Computer Chess Club Archives




Subject: Re: Question for the MTD(f) experts

Author: Vasik Rajlich

Date: 03:46:08 04/15/04

Go up one level in this thread

On April 15, 2004 at 05:16:23, Tord Romstad wrote:

>On April 14, 2004 at 19:54:38, rasjid chan wrote:
>>I am now using the the simplest mdtf, nothing except adding about
>>10-20 lines at the root-search and it seems to work equally well as
>>my aspiration/pvs.
>Your aspiration/PVS was probably still rather clean and simple.  For a
>complex, highly developed and very efficient PVS search, changing to
>MTD would be a big and difficult rewrite.  There is a considerable amount
>of tricks and techniques which work well with one algorithm and not with
>the other.
>If you take a big and complicated PVS engine like Crafty and change it to
>use MTD, I think you would need several months to make it anywhere near
>as efficient as the current PVS search.
>>I have fail-soft, hash TT with 1 bound, only step +/-1.
>That's one of the reasons why you only had to add 10-20 lines of code, of
>course.  :-)
>>I don't need to change anything(yet)in other parts of my program.
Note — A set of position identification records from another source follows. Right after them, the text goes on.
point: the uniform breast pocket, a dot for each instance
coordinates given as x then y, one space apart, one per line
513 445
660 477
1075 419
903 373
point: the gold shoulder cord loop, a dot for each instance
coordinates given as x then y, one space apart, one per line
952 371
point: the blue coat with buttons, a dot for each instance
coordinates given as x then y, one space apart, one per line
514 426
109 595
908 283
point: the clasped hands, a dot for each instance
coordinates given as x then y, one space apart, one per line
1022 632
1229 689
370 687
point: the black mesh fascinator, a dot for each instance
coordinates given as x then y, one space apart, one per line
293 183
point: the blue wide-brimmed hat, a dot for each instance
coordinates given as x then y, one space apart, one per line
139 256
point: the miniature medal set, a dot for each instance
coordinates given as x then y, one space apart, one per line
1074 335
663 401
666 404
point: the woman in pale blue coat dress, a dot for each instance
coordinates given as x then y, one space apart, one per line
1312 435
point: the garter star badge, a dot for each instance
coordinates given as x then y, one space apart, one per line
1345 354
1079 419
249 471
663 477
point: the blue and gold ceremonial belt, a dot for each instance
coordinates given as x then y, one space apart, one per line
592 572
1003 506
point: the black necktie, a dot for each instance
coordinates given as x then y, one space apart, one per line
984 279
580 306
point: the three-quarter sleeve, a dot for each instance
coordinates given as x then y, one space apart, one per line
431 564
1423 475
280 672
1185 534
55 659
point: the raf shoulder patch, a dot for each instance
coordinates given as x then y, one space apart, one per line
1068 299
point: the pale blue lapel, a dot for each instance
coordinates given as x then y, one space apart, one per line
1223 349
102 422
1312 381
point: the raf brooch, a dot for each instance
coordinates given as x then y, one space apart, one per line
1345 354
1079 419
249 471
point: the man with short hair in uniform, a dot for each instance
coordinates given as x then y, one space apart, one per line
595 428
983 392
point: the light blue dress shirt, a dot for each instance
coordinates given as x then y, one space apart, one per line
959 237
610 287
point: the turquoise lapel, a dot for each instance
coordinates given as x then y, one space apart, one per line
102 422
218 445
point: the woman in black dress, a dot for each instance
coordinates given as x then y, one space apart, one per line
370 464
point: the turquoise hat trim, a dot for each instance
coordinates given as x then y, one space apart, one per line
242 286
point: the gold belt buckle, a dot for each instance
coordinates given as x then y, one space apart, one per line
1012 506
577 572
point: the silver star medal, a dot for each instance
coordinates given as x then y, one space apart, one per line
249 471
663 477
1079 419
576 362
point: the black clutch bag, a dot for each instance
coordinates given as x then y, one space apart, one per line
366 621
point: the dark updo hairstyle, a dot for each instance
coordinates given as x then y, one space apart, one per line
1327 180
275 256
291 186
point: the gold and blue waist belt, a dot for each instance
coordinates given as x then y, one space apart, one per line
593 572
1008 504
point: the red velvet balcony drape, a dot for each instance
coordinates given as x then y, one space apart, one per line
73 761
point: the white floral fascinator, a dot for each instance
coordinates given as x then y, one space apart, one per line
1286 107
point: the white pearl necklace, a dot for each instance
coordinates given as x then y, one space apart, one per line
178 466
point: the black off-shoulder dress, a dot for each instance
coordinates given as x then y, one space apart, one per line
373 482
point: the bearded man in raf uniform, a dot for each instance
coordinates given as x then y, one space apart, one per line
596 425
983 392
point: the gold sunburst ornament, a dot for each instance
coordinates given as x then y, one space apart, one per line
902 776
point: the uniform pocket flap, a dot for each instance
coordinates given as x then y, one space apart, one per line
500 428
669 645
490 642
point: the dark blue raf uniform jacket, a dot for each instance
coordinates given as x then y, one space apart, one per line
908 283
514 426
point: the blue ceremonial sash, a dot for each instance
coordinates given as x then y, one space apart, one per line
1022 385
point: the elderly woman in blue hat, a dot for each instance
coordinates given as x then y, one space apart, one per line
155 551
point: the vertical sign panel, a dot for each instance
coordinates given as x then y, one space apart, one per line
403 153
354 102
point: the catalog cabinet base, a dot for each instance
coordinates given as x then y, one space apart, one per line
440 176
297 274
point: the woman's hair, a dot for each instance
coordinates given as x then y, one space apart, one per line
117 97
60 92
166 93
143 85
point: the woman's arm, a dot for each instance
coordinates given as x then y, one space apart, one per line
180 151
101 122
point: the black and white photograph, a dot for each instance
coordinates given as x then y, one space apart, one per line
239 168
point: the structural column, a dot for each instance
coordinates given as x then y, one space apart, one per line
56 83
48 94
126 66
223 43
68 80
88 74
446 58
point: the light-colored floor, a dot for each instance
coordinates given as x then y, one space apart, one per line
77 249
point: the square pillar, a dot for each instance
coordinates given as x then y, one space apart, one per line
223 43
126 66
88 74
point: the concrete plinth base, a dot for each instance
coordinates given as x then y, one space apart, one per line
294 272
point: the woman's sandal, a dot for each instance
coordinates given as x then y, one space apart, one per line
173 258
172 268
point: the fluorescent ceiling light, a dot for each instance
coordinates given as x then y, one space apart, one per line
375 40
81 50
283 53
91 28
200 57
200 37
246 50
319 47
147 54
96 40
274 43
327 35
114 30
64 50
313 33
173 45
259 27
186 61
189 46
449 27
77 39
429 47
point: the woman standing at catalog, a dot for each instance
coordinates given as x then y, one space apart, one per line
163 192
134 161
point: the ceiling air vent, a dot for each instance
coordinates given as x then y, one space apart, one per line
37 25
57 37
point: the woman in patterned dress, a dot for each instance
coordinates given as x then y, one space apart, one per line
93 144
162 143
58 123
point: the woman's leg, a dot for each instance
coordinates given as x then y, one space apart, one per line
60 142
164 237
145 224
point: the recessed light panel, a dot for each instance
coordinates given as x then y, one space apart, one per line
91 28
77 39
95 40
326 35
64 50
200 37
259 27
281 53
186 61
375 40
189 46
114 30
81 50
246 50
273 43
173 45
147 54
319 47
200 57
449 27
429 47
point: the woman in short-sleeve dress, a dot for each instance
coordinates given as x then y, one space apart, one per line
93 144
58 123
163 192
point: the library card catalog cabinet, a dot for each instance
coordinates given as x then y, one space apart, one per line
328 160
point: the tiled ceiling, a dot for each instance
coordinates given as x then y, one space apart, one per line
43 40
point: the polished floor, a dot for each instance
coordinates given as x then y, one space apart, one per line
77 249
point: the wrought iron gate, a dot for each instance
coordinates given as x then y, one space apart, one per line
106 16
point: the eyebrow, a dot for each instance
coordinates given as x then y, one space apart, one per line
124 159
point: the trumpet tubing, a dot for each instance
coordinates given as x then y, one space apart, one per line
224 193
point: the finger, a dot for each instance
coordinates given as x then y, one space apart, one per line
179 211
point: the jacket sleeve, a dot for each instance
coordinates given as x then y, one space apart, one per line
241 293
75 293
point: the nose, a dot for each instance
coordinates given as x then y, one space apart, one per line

The
>>same hashing remains. But as Vasik mentioned before, it is crucial to
>>mdtf that fail-soft is w/o bugs and CORRECT. I think routinely
>>failing/hashing outside bounds itself may not be sufficient.
>This depends on your definition of sufficient, of course.  I still use a
>quick and dirty fail-soft which I wrote in a few minutes without even
>thinking.  I am sure it is nowhere near perfect, and this discussion has
>convinced me that I should take a look at it and see if I can find any
>improvements, but I find it hard to believe that I would get a big leap
>in playing strength by doing this.  My quick and dirty fail-soft seems
>to be doing OK.
>>I have not yet examine if other things need to be changed to make mdtf
>>efficient.I guess most who try mdtf will abandone it as it usually will be
>>clearly slower.
>If you already have a well-oiled and highly optimized PVS, this is probably
>correct.  But if you haven't yet reached that stage, I would claim precisely
>the opposite.  It is much easier to write an efficient MTD(f) than an
>efficient PVS.

The interesting thing is, nobody knows if PVS or MTD (f) is better.

I don't believe Plaat's claims. My intuition now tells me that the two should be
very close.

You can also forget about comparing them. No matter how much of a genius you
think you are, your first implementations of either of these will be bad. You
just pick one, and by the time you get it working reasonably well, it will make
no sense to switch. And if you did switch, the new one would be bad.

It's the same question re. your board representation. You make a decision when
you know next-to-nothing, and go from there.